Highlighting the human rights abuses and acts of torture committed under Bush, an exhibition of 50 paintings by Botero will open June 16th at the Palazzo Venezia in Rome. The exhibit focuses on the horrors of the Abu Ghraib prison, and marks a new theme for Botero’s work, including his famous “gordos”, which has previously been shown in museums and galleries from New York to Paris.
Colombia’s “Diners Magazine“, in a worldwide exclusive, recently reproduced samples of Botero’s latest exhibit . Therein, readers can experience, in Botero’s inimitable style, the images that have made up one of the most shameful, cruel, and inhuman episodes of Bush’s regime, and of United States military history: the base humiliation and torture of countless Iraqis, guilty of nothing more than occupying the wrong space at the wrong time. These images will doubtless join the collective human psyche, adding another layer to the strata of man’s inhumanity to man, joining previous chapters, from the Spanish Inquisition to the concentration camps of Nazi Germany.
Through the smoke and mirrors of the neo-conservative ideology, what was once regarded by some as “the foremost democracy on earth” has been made into the foremost representation of torture in our time, and been captured by Botero’s brushes, exemplifying on canvas how quickly the thin layers of civilization can be peeled away to reveal emotions and motives so recently believed to have no place in our modern world.
But Botero is not the first world-class artist to denounce the injustices of his time by way of brush-strokes.
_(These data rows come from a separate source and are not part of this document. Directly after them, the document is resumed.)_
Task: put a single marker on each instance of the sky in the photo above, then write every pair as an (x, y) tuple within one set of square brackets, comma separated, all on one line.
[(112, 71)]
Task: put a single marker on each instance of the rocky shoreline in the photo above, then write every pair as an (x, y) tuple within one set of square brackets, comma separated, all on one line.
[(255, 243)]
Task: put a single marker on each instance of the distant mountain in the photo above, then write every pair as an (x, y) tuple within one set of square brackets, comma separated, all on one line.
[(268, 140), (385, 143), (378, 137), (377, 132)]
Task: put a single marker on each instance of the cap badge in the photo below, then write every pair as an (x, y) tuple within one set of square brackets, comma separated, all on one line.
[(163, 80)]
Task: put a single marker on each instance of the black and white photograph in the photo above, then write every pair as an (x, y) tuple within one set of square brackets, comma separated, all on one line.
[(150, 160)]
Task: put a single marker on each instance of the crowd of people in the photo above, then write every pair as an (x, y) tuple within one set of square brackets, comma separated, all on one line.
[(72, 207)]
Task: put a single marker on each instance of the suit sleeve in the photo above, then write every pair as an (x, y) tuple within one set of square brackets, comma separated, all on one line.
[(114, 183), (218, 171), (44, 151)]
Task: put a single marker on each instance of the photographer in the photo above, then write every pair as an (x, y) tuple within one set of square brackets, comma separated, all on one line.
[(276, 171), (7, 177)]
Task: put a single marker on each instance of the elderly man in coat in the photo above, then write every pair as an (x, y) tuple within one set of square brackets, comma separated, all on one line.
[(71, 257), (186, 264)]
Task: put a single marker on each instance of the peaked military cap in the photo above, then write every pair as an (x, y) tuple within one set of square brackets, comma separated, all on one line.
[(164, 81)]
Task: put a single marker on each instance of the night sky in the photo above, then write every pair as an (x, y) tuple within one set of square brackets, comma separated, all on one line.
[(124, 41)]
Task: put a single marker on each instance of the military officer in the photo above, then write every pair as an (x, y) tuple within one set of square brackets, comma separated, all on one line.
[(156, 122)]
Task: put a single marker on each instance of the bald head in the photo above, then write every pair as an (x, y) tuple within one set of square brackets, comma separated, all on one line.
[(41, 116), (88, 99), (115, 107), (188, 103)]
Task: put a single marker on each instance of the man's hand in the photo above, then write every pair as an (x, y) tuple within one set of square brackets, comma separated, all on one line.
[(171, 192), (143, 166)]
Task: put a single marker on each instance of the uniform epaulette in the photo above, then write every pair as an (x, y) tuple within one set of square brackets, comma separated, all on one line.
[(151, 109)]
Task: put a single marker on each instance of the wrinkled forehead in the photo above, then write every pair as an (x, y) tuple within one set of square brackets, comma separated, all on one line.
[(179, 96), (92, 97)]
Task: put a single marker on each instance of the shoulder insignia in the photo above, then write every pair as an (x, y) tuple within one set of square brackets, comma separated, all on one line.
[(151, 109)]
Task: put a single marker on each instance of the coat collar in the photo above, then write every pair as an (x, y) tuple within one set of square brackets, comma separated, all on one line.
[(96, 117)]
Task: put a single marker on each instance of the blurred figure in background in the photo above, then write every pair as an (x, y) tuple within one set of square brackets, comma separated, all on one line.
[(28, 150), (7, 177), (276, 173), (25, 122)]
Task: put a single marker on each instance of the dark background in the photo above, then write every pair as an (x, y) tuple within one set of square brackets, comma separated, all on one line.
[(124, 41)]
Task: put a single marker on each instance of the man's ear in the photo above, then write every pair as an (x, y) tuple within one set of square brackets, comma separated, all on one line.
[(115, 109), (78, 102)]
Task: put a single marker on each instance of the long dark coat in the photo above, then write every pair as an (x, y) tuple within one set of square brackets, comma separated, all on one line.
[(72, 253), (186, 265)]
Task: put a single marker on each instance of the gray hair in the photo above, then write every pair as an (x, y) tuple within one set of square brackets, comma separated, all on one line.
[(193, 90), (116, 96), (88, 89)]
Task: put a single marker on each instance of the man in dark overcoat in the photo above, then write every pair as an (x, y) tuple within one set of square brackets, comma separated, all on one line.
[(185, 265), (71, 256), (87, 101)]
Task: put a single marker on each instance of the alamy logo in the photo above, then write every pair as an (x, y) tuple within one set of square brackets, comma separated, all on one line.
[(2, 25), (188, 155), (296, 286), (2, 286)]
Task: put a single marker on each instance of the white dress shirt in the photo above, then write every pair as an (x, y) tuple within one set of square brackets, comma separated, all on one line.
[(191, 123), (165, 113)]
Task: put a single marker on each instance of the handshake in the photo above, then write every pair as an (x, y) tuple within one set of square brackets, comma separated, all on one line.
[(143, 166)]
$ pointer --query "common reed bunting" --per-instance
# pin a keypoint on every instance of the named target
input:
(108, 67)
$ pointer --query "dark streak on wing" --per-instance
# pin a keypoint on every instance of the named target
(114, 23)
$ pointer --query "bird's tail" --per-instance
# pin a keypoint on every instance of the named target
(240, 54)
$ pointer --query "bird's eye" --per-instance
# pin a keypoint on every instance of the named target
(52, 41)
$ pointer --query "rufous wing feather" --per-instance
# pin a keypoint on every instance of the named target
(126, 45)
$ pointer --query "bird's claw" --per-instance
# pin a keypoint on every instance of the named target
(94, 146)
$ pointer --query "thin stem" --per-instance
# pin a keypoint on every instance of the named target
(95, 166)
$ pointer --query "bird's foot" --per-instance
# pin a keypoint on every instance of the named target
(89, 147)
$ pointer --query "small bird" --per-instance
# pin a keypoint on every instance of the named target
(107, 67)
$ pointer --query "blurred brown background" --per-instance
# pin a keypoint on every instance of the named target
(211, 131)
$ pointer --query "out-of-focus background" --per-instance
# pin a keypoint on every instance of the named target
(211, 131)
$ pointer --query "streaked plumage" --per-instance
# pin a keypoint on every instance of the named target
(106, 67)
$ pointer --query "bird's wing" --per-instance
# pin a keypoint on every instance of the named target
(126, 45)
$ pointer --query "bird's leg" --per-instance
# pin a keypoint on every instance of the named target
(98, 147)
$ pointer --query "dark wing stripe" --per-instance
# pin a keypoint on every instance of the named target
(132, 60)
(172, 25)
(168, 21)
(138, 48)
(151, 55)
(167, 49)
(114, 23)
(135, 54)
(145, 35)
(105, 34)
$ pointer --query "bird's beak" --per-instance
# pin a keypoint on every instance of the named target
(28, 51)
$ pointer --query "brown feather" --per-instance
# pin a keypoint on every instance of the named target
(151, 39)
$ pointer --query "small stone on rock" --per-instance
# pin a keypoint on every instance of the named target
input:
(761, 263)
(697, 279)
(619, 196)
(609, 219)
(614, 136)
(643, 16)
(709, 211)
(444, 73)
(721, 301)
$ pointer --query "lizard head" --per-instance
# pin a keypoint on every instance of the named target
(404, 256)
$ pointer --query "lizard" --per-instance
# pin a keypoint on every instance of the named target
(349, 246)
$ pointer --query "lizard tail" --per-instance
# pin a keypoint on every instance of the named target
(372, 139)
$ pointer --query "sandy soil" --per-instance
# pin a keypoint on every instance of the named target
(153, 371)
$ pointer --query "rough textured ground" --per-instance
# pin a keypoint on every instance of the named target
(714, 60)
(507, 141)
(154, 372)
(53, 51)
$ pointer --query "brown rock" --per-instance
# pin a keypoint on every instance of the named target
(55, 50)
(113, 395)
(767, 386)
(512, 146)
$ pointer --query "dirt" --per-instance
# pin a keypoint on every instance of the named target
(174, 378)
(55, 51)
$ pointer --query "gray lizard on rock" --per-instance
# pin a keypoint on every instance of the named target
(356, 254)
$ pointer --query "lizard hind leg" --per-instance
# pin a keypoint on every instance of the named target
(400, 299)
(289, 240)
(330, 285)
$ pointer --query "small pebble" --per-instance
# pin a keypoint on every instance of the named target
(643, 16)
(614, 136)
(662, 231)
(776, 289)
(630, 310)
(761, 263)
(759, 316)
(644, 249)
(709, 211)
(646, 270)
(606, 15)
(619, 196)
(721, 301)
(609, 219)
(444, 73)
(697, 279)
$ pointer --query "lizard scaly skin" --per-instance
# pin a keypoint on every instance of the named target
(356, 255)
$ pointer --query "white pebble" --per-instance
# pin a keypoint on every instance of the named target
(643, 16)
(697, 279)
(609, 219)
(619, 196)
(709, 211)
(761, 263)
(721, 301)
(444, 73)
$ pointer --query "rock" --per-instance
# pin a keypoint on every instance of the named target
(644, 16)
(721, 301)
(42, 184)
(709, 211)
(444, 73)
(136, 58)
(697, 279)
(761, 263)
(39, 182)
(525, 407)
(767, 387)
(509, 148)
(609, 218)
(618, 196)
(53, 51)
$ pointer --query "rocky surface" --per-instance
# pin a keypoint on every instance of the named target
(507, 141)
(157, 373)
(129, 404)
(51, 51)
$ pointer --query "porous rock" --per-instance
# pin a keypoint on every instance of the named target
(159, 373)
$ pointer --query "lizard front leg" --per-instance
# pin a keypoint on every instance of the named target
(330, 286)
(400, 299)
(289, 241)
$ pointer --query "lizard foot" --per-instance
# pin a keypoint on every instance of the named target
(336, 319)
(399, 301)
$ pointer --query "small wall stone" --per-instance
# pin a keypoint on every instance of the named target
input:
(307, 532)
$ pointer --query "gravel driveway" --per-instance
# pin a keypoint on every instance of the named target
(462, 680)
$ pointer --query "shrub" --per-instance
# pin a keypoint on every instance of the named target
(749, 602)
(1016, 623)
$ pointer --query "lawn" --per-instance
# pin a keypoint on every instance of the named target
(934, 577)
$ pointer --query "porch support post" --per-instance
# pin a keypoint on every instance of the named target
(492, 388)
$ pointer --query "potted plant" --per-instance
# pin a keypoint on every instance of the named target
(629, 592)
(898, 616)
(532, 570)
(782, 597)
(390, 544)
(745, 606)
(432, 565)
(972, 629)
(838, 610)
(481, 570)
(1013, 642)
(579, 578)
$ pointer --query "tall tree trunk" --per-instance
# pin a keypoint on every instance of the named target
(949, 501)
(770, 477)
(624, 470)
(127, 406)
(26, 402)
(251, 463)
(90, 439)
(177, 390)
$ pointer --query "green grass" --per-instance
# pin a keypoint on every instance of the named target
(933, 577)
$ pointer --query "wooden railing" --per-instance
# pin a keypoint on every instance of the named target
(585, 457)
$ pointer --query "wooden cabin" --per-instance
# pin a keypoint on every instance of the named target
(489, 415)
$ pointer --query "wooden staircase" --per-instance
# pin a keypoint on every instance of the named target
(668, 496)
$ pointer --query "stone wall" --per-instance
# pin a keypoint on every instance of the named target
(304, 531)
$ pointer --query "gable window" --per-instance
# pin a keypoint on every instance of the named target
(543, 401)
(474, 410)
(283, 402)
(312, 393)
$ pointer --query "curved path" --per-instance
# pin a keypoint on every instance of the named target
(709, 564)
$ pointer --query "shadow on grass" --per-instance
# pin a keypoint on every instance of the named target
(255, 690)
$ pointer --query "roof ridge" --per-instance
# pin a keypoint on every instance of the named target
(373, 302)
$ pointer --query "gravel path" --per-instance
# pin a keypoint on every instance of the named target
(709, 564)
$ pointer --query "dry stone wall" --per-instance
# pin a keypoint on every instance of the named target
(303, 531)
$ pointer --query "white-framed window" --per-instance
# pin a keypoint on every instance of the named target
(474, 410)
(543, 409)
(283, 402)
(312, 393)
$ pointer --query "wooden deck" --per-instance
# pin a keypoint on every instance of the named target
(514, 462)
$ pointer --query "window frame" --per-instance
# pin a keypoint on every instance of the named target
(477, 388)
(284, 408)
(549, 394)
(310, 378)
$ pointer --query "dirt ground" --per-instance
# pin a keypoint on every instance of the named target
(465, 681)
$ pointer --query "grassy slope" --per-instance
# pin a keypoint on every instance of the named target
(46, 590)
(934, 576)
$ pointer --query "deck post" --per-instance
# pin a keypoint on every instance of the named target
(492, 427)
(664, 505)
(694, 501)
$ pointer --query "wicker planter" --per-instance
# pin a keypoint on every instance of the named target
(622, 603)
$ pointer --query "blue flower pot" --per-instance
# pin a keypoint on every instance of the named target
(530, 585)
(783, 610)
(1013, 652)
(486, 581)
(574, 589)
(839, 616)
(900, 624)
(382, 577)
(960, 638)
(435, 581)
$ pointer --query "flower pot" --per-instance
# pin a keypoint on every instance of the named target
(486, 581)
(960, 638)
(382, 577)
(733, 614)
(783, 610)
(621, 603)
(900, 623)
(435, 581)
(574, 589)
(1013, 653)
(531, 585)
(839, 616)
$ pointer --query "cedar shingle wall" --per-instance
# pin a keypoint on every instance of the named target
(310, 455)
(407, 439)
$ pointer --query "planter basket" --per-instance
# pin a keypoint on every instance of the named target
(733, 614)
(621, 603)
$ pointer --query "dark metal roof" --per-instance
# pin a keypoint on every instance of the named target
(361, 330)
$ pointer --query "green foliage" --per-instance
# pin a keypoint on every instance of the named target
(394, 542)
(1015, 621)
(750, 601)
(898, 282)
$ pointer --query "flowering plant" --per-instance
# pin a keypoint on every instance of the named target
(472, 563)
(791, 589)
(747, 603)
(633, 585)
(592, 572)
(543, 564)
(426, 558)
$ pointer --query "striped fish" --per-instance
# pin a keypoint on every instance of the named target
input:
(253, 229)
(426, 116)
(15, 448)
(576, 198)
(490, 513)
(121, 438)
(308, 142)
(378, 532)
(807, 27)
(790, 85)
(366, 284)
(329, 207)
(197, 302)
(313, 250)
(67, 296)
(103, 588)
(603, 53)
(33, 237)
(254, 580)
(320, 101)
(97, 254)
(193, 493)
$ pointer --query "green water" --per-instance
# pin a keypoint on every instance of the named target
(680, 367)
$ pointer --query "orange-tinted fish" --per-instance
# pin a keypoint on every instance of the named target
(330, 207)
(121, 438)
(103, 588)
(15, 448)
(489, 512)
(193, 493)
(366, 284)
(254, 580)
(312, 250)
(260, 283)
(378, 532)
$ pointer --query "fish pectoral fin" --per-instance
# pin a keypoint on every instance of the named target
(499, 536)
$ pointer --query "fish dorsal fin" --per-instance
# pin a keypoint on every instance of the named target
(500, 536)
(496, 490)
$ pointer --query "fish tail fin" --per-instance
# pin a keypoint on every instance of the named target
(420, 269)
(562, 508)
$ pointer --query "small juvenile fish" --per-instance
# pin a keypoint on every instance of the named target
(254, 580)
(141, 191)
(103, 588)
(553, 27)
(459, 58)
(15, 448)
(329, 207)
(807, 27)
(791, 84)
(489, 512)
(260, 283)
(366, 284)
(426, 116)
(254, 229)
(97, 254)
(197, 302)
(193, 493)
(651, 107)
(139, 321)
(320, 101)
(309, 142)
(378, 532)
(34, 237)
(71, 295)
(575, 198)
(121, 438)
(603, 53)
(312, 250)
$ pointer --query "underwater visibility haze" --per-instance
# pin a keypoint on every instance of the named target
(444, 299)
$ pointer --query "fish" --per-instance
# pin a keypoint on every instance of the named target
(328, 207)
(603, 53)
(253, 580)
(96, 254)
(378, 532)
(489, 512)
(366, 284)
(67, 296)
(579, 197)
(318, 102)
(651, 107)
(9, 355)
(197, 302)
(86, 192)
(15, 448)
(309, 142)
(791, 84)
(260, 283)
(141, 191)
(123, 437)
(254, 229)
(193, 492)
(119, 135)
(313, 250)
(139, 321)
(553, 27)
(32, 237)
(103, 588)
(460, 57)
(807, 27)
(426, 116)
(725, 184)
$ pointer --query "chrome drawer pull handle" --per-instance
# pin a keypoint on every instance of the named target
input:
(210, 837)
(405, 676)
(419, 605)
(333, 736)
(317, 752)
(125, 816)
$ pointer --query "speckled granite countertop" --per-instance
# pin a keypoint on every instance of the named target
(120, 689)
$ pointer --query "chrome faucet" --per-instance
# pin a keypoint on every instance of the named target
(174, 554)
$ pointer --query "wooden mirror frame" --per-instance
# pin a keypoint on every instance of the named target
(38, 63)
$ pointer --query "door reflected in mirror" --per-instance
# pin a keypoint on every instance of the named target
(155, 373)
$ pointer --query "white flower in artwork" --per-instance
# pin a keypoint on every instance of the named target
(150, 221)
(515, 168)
Francisco JosÈ de Goya depicted Napoleonic massacres and Inquisitorial horrors of the 19th century, and Pablo Picasso showed the world the horrors of war crimes in Guernica, through his work by the same name denouncing Francisco Franco’s nod to the Nazis, who bombed it to ruins in 1937.
Following this honorable tradition of artists compelled to keep the unsavory aspects of their era from fading out of mind, Botero has proven that, from Medellin to Baghdad, he is quite capable of reflecting the full range of human nature, from the most noble to the most abominable. Ironically, it was Bush himself who once stated “The true history of my administration will be written 50 years from now, and you and I will not be around to see it.” But for you, the reader, there’s good news: you won’t have to wait 50 years to see the history of this administration. Should you show up on a certain date in June, at a particular art exhibit in Rome, you’ll be able to see its history painted in full color, with its acts exposed for all the world to judge. It has been painted on history’s wall of shame, so that we may never forget that those who would call themselves our benefactors can sometimes be the cruelest of all.